A lógica do argumento deixou-me embaraçado e não pude evitar dar-lhe razão. Mas fiquei ligeiramente melindrado com a recusa como se o proveito ou o prejuízo fossem meus. Com tempo e reflexão percebi que o erro tinha sido meu. E ainda hoje agradeço aquela frontalidade sem medo, muito própria do homem possuidor de um grande carácter e integridade moral que ele sempre foi, é e há-de ser até ao fim dos seus dias. 

Prova daquilo que acabei de afirmar foi a atitude deste amigo invulgarmente leal na tarde do dia em que eu fui promovido ao posto seguinte. Eu já não era sequer "chefe" dele há muito tempo porque já comandava outra repartição há mais de um ano por ter pedido transferência para mais perto da terra natal e da restante família. No decorrer desse ano em que já não trabalhávamos juntos fui nomeado para o curso de promoção ao posto seguinte e rumei a Mafra onde o frequentei e concluí com sucesso. Dali a alguns meses veio a respectiva promoção, numa tarde em que houvera instrução de tiro na carreira de tiro e as tropas se reuniam em redor dos jipes para o regresso cada um ao seu posto. Os rádios dos jipes ficam permanentemente ligados. Eis que se ouve no sitrep da tarde: "promovido ao posto de (...) o... (eu) contando a antiguidade desde (...) etc, etc... 
Subitamente do meio do ajuntamento ouviu-se uma voz cobarde a exclamar: - De toda a merda se fazem... (a minha nova patente).
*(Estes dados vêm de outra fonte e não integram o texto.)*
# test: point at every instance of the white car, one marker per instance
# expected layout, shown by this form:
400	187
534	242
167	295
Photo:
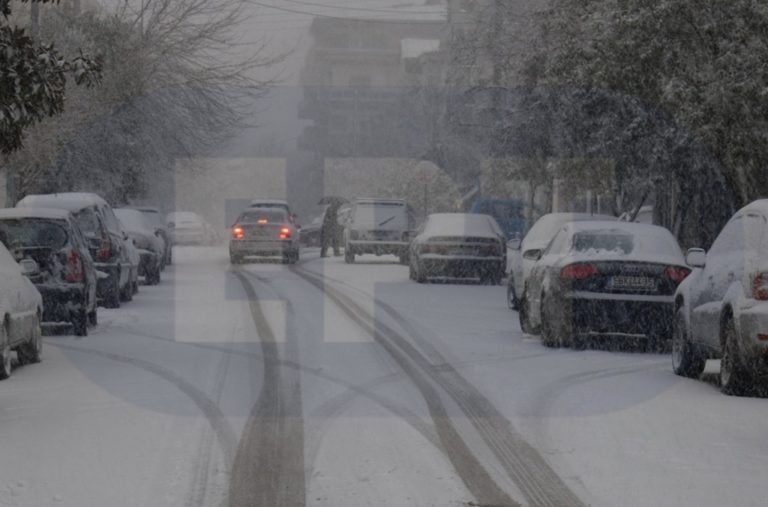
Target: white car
21	309
521	256
378	226
722	308
451	246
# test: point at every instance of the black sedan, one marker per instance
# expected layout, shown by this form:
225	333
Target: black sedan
604	279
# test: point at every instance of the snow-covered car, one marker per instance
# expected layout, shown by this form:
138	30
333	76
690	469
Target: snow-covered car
264	232
21	311
378	226
155	219
189	228
149	243
65	275
722	308
610	279
458	246
521	256
105	237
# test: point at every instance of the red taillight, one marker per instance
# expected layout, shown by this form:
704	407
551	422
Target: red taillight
676	273
74	269
760	286
578	271
105	250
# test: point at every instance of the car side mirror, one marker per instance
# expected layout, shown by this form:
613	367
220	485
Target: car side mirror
29	267
533	254
696	257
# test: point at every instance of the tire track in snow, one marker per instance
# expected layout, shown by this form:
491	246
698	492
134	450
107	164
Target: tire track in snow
523	464
268	469
225	435
475	477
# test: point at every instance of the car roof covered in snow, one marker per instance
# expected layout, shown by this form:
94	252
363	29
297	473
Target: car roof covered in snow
461	224
70	201
760	206
652	243
47	213
547	225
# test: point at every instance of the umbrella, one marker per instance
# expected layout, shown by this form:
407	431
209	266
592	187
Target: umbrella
333	200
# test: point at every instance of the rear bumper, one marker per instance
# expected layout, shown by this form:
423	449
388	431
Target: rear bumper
609	314
261	248
112	282
61	301
378	247
458	267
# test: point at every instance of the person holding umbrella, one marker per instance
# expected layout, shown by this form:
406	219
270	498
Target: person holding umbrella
330	232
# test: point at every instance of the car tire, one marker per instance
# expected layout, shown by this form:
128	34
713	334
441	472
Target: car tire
32	351
512	301
735	378
80	323
112	298
5	354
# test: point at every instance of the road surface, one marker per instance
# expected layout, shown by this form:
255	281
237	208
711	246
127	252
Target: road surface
337	385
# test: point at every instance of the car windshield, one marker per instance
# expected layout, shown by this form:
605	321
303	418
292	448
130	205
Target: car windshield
32	233
88	222
385	253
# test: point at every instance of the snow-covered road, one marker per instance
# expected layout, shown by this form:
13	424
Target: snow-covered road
337	385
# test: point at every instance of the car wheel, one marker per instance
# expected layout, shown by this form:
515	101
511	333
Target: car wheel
32	351
735	378
524	314
512	302
80	323
5	354
112	298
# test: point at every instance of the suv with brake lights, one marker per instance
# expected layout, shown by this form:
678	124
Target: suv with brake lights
64	275
722	307
264	232
103	233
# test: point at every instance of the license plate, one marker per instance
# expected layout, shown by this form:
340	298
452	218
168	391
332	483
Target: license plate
643	283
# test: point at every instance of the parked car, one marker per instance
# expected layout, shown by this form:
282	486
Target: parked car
508	213
103	233
189	228
722	308
65	275
21	312
458	246
264	232
521	255
378	226
148	242
604	279
155	220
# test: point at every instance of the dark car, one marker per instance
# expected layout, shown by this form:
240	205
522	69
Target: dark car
604	279
147	240
66	276
452	246
156	220
102	231
264	232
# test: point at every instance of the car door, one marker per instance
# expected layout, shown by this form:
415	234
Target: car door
724	260
542	267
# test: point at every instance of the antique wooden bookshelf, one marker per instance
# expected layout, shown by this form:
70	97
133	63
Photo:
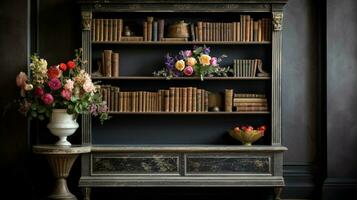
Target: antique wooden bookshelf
188	149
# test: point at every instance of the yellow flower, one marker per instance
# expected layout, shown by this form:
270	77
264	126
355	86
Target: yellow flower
180	65
191	61
205	59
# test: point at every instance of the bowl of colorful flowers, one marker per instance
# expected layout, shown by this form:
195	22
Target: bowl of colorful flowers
61	93
195	62
247	134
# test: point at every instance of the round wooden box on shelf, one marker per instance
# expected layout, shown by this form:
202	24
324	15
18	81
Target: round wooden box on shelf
61	159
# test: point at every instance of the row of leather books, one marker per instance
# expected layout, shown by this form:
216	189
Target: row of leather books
250	102
174	99
106	30
246	30
246	67
109	65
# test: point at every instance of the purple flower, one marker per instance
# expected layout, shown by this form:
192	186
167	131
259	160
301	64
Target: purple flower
179	57
55	84
47	99
102	108
187	53
93	109
207	50
213	61
169	62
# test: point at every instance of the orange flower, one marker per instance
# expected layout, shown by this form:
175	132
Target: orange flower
53	72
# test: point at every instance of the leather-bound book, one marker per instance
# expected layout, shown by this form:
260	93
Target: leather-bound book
115	65
108	62
228	100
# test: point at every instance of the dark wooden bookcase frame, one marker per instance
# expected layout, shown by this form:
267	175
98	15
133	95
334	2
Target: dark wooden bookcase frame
187	165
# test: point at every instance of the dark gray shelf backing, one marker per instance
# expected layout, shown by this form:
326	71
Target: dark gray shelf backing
175	129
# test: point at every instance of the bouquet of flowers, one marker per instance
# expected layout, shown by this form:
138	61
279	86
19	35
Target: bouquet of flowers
196	62
62	86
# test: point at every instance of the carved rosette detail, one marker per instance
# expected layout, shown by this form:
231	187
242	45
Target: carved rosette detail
278	21
86	20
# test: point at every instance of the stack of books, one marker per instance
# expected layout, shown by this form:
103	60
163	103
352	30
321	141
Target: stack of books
246	102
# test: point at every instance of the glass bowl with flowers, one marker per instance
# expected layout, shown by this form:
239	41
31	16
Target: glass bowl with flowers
247	134
61	93
195	62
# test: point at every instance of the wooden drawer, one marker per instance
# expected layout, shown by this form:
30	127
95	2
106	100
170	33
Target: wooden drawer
135	164
218	164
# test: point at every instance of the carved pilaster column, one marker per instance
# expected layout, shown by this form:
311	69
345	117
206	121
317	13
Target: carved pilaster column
87	57
277	20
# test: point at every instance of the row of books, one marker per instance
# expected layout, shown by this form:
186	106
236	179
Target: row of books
250	102
107	29
174	99
109	65
246	67
153	30
246	30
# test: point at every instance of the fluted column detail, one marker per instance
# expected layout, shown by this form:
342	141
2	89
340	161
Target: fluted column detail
87	55
276	77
Ainda a bacorada daquele cobardolas fazia eco na carreira de tiro e já o meu leal amigo estava na frente dele, para, indignado, lhe dizer cara a cara: - Na minha frente não voltas a insultar essa pessoa sem ela aqui estar para se poder defender! 
O cobardolas, por sinal mais graduado que o meu leal amigo, retorquiu meio engasgado:
- Isso! Defende o teu padrinho...
E o meu amigo respondeu-lhe no mesmo tom indignado e frontal:
- Não, não é meu padrinho mas é meu amigo como eu sou amigo dele. E não é de homem o que tu disseste nas costas dele. Ficas já avisado que ele vai saber porque sou eu que lho vou contar...

Mas não me contou. 
Nunca me falou em tal coisa.
Ainda hoje não sabe que eu sei.

Quem me contou a história foi um dos subordinados que eu comandava na altura nas minhas novas funções e tinha sido nomeado também para ir fazer tiro naquela tarde. Assistiu a tudo e ficou francamente admirado quer com a atitude honesta do meu leal amigo que não se intimidou com a patente do outro e lhe meteu o dedo no nariz, quer com a indiscutível amizade para comigo assim provada passado mais de um ano sem eu ser já o seu chefe. 

Não digo o seu nome. Não por que ele não mereça ser anunciado, mas por que o respeito infinitamente, como ele sempre me respeitou a mim. Hoje vejo-o, com muita preocupação minha, cheio de problemas de saúde. Repartia de boa vontade metade da minha saúde com ele se pudesse e se não fosse também contaminado de diabetes ou de insuficiência respiratória crónica. Se calhar estamos mas é os dois a ficar velhotes! No sábado tive a honra e o privilégio de estar presente no casamento da filha que ele adora e o adora também a ele, tal como ele me deu a honra e o privilégio de festejar comigo o casamento dos meus dois filhos.

O tempo passou. A amizade ficou. Intocável. Rara. Não existem no mundo muitas pessoas assim. Infelizmente. Obrigado meu querido e leal amigo por tudo aquilo que me ensinaste e deste. Se hoje sou uma pessoa melhor, aprendi também contigo a sê-lo.